Safeguarding adults and children
CCGs have inherited PCTs’ responsibilities for safeguarding children. Like PCTs, they must appoint a designated doctor and nurse with responsibility for safeguarding children and looked-after children, to provide advice and leadership to NHS bodies and professionals in their area; CCGs and NHS England also sit on every local safeguarding children board.
Every CCG must also have a designated adult safeguarding lead, to oversee inter-agency working with councils and the police and ensure systems are in place for responding to abuse or neglect in NHS-funded services. When the Care and Support Bill – currently in draft form – becomes law in 2015 or 2016 – CCGs will become mandatory members of safeguarding adults boards, but they will also now join existing non-statutory boards.
Each NHS England local area team has a director of nursing with overall responsibility for safeguarding adults and children in their NHS region; this will include commissioning any enquiries or reviews of services provided by independent contractors.
Mental Capacity Act and Mental Health Act: new responsibilities for councils
CCGs must also have a Mental Capacity Act lead, whose responsibilities will include that the care commissioned by the group is compliant with the MCA and the Deprivation of Liberty Safeguards (Dols).
However, councils are now responsible for authorising deprivations of liberty in hospitals, a role previously carried out by PCTs. Councils are also now responsible for commissioning independent mental health advocate (IMHA) services for people detained under the Mental Health Act or subject to community treatment orders.

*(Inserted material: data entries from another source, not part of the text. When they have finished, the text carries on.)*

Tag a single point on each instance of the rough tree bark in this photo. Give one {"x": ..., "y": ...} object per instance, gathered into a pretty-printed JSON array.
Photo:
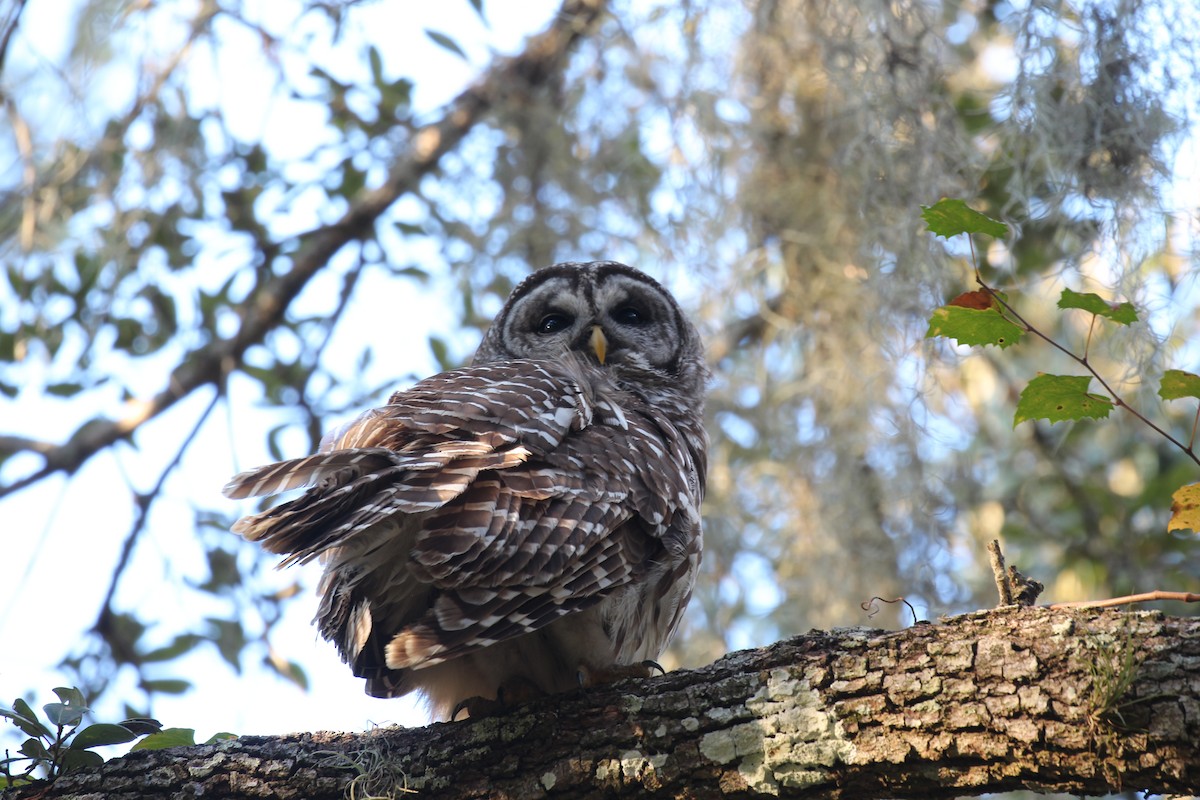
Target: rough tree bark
[{"x": 1074, "y": 701}]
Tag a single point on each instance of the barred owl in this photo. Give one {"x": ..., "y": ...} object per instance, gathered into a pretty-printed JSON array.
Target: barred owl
[{"x": 520, "y": 525}]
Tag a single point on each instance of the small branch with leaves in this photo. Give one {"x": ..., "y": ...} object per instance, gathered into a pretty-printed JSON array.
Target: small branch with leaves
[{"x": 987, "y": 317}]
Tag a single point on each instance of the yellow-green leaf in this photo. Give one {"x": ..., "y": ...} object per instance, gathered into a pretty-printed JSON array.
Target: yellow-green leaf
[
  {"x": 951, "y": 217},
  {"x": 1120, "y": 312},
  {"x": 1186, "y": 509},
  {"x": 973, "y": 326}
]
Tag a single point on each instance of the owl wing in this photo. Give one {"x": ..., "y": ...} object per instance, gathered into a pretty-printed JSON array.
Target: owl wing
[{"x": 527, "y": 489}]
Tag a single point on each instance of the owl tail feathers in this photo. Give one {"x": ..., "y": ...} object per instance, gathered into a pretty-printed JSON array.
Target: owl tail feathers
[{"x": 273, "y": 479}]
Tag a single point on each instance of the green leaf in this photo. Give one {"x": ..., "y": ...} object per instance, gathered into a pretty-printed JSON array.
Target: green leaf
[
  {"x": 1123, "y": 312},
  {"x": 100, "y": 734},
  {"x": 1177, "y": 383},
  {"x": 71, "y": 696},
  {"x": 66, "y": 389},
  {"x": 973, "y": 326},
  {"x": 178, "y": 647},
  {"x": 1060, "y": 397},
  {"x": 34, "y": 749},
  {"x": 948, "y": 217},
  {"x": 444, "y": 41},
  {"x": 167, "y": 738},
  {"x": 63, "y": 715},
  {"x": 142, "y": 726}
]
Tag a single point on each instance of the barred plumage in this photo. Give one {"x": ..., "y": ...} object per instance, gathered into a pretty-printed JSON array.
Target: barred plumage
[{"x": 520, "y": 522}]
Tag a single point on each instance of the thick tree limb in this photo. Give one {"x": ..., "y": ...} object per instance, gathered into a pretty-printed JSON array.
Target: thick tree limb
[
  {"x": 543, "y": 58},
  {"x": 1085, "y": 702}
]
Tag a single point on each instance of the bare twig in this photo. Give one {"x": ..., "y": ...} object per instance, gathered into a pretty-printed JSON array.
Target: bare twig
[
  {"x": 543, "y": 58},
  {"x": 997, "y": 572},
  {"x": 144, "y": 500}
]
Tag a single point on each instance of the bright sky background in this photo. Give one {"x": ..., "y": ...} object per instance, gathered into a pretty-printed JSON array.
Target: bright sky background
[{"x": 59, "y": 540}]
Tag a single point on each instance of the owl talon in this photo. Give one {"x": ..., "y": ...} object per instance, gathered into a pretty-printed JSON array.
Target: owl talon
[{"x": 509, "y": 695}]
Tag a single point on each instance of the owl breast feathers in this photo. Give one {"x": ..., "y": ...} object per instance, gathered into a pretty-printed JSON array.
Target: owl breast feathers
[{"x": 515, "y": 524}]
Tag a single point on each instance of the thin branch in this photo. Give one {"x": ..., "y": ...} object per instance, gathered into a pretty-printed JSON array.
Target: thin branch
[
  {"x": 1144, "y": 597},
  {"x": 544, "y": 56},
  {"x": 999, "y": 573},
  {"x": 144, "y": 500}
]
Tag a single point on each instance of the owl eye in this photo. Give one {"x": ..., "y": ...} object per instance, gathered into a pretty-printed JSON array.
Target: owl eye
[
  {"x": 555, "y": 322},
  {"x": 630, "y": 316}
]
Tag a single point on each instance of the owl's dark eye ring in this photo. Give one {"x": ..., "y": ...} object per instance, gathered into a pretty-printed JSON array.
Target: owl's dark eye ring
[
  {"x": 555, "y": 322},
  {"x": 630, "y": 316}
]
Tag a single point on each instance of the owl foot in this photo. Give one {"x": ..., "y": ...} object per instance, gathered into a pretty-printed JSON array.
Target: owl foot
[
  {"x": 509, "y": 695},
  {"x": 591, "y": 677}
]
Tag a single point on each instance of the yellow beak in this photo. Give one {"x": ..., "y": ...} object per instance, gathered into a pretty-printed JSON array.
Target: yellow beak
[{"x": 599, "y": 343}]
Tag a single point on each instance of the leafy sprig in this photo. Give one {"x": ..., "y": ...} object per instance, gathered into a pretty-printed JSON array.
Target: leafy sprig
[
  {"x": 987, "y": 317},
  {"x": 59, "y": 744}
]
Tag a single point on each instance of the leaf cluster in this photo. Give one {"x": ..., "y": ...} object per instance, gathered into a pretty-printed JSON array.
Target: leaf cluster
[
  {"x": 987, "y": 317},
  {"x": 61, "y": 743}
]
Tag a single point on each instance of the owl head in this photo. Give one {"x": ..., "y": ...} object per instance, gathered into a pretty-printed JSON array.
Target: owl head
[{"x": 609, "y": 314}]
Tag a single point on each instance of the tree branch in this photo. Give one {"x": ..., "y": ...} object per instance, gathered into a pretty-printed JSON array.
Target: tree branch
[
  {"x": 543, "y": 58},
  {"x": 1084, "y": 702}
]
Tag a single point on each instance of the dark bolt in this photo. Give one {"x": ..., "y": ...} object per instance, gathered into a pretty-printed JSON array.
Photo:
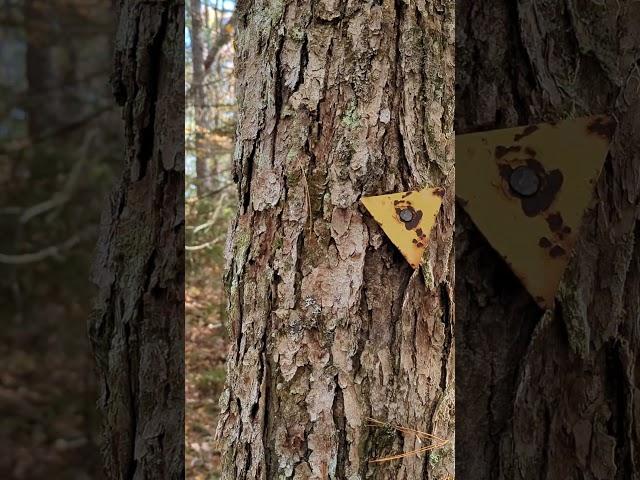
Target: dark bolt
[
  {"x": 524, "y": 181},
  {"x": 406, "y": 215}
]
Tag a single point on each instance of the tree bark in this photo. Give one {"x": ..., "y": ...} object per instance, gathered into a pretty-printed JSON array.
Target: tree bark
[
  {"x": 555, "y": 394},
  {"x": 137, "y": 327},
  {"x": 329, "y": 324}
]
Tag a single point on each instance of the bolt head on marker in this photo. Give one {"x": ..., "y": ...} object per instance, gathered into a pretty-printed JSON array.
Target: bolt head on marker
[
  {"x": 407, "y": 219},
  {"x": 527, "y": 188}
]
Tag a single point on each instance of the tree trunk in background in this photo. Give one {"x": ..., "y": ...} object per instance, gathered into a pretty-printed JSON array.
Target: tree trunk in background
[
  {"x": 42, "y": 75},
  {"x": 553, "y": 396},
  {"x": 137, "y": 328},
  {"x": 197, "y": 60},
  {"x": 329, "y": 324}
]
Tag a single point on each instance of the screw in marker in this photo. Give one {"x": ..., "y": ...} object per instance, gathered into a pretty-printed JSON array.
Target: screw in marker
[
  {"x": 524, "y": 181},
  {"x": 406, "y": 215}
]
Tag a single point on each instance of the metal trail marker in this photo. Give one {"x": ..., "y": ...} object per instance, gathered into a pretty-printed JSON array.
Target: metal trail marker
[
  {"x": 407, "y": 218},
  {"x": 527, "y": 188}
]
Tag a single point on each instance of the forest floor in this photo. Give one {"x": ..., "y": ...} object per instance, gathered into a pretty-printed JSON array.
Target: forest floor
[
  {"x": 49, "y": 425},
  {"x": 206, "y": 344}
]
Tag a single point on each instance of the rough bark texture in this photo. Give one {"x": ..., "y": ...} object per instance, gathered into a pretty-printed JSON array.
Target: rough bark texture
[
  {"x": 338, "y": 99},
  {"x": 552, "y": 395},
  {"x": 137, "y": 328}
]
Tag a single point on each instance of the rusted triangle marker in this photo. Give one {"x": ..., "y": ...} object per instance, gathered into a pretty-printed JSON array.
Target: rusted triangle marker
[
  {"x": 527, "y": 188},
  {"x": 407, "y": 218}
]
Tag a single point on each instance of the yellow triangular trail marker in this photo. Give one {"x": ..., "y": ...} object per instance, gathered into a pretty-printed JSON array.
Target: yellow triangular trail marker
[
  {"x": 527, "y": 188},
  {"x": 407, "y": 218}
]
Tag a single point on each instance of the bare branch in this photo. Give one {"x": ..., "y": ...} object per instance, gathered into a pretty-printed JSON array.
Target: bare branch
[{"x": 52, "y": 251}]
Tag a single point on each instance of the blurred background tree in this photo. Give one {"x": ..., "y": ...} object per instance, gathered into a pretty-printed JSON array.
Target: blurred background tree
[
  {"x": 60, "y": 142},
  {"x": 210, "y": 202}
]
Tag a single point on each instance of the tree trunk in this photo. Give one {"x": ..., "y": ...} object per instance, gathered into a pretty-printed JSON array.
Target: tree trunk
[
  {"x": 552, "y": 395},
  {"x": 197, "y": 60},
  {"x": 329, "y": 324},
  {"x": 137, "y": 327}
]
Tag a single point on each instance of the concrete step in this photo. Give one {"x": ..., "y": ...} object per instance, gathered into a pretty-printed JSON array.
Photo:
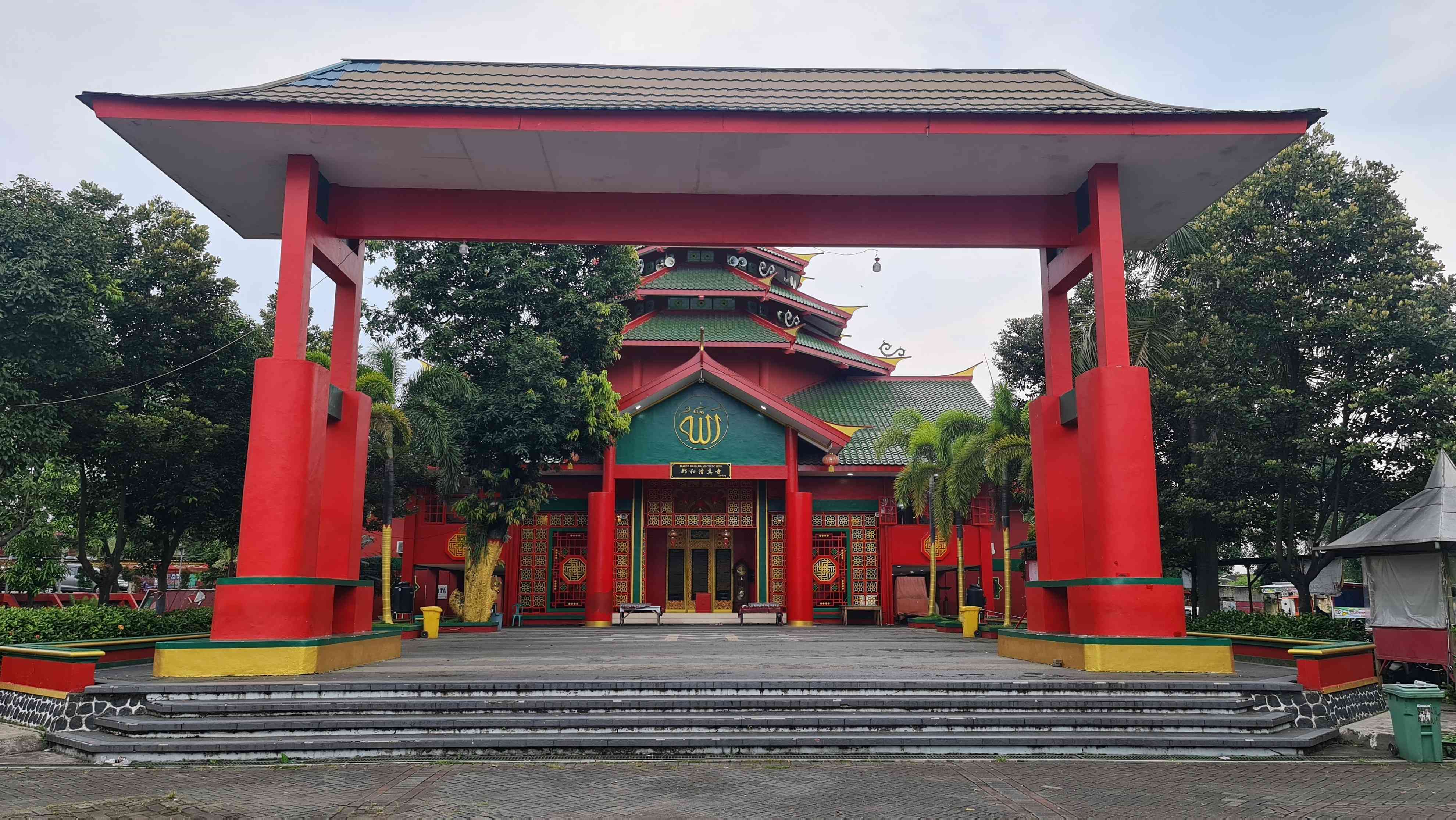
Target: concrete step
[
  {"x": 1092, "y": 704},
  {"x": 711, "y": 688},
  {"x": 101, "y": 746},
  {"x": 711, "y": 723}
]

NHS continuing health and nursing-funded care
Clinical commissioning groups have inherited PCTs’ responsibilities for NHS continuing healthcare and nursing care for people in residential care, and must comply with the national framework for these services, revised last November. This role involves commissioning assessments by a multi-disciplinary team of people most likely to be eligible for continuing care – often following an initial screening assessment – with eligibility determined using a prescribed decision support tool. The CCG is also responsible for commissioning places and care management for those deemed eligible.
CCGs are expected to involve local authorities in this process. There is an expectation that CCGs may delegate some of their continuing healthcare functions to commissioning support units; however their statutory duty to determine eligibility cannot be delegated.
As well as handling current cases, CCGs will have to review cases of people who feel they should have been assessed for NHS continuing care from 2004-12 but were not. Controversially, the Department of Health imposed deadlines for families to apply for a review so that no applications made after 31 March 2013 will be considered for reviews relating to unassessed periods of care from April 2011-March 2012; an earlier deadline of 30 September 2012 was imposed for unassessed care from 2004-11.
The full impact of the NHS reforms on social care will become clear over the coming months. The immediate challenges for social care professionals, managers and providers is understanding how the pieces of the new NHS jigsaw fit together, who they should be doing business with locally and how they can influence the new health landscape in a way that most benefits social care service users.